A friend of mine was a tower engineer and was working when an ice storm toppled the 1500' tower next to his building.
So true.
Many insurance companies won’t cover people who work between 15 and 50, because those falls usually result in expensive injuries.
But over 50 feet...sure, they’ll cover it. Those falls are usually decisive.
I’d have to put my money on “Suicide Bomber” being the most dangerous job. Even if you screw up the job and don’t blow up, you’ll probably end up shot, hanged, or doing life in prison.
No pay is good enough.
OH Heck no!!!!
i got dizzy just watching the video!!!
I would have the opposite problem. ;-)
That was a show called “World’s Toughest Fixes” on National Geographic channel, I think. I remember watching that one and it was quite dizzying at times.
Hell, from around 1,700 feet, you’d have enough time to repent, and might even be able to make a phone call or two on the way down. lol
I spent part of 3 weekends working on a Ham radio installation on a commercial tower in OK. We replaced the heliax from the 650 ft. point to the 1,350 ft. point. There were 4 of us on the tower and a ground crew. It went very smooth, but is hard work. Incredible view, amazing temperature drop as you get higher. Feel very good when the day is safely over.
There are real engineering challenges when you have in this case 1,350 feet of heliax and the accompanied temperature differential from top to bottom. Without inert gas you get condensation and it wreaks havoc with the connectors and conductors. I have seen water drip out of the connectors.
Probably will not climb many more towers, turn 63 next month.
But I may put up another for my self next year. My personal station needs updating.

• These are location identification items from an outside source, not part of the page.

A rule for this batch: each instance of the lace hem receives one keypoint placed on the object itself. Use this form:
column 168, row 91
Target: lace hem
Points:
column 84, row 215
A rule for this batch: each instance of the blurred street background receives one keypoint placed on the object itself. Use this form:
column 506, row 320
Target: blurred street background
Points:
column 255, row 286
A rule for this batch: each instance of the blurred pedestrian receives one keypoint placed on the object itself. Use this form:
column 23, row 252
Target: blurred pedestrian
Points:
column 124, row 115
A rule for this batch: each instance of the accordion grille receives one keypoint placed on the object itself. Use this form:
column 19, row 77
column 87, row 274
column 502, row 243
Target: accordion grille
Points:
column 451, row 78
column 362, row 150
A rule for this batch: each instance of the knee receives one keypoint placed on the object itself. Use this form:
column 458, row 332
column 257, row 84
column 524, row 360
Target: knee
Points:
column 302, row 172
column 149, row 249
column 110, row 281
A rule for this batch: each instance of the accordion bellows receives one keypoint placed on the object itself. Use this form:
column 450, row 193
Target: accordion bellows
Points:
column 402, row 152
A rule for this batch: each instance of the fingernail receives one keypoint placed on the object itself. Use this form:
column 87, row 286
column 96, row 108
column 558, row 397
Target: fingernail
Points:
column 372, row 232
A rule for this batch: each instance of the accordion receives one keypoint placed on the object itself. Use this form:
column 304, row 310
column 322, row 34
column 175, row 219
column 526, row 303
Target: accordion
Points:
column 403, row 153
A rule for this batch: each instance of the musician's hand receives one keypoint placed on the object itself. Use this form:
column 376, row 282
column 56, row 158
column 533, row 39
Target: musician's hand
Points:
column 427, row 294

They use a Gin Pole to assemble the towers that are taller than a crane will allow.
I have been at 1,350 ft. on a 1,550 structure. The station was in operation during our work. Glad we were not closer to the Commercial antenna array. (field density)
I got a little queasy just watching it. Half the time the dude doesn’t have his harness hooked up because there is nothing to hook to. Unbelievable.
You would think a harness and a helicopter would be more efficient with all that climbing up and down.
These guys rode up an elevator to 1600' then only had to climb the last 100'. Easy money.
I hope he was not also the designer of that tower...
I showed it to my 15yo son - he said watching that was worse than watching a zombie movie - and he hates zombie movies.
Yes! I worked in broadcasting for years so this is fascinating to me. What design ingenuity!
LOL! Sorry
I have a feeling this job has a high turn over rate. Not by choice of course..
They probably think it cost too much to do that. In other words your life is not worth that much. Since it’s in Houston, Texas my bet is they have some “Day Laborers” going up there for $5 an hour.
Backing down...would be a another thing.
Heck...I've hunted tree stands 30-35' up and I don't like coming down. Ha!!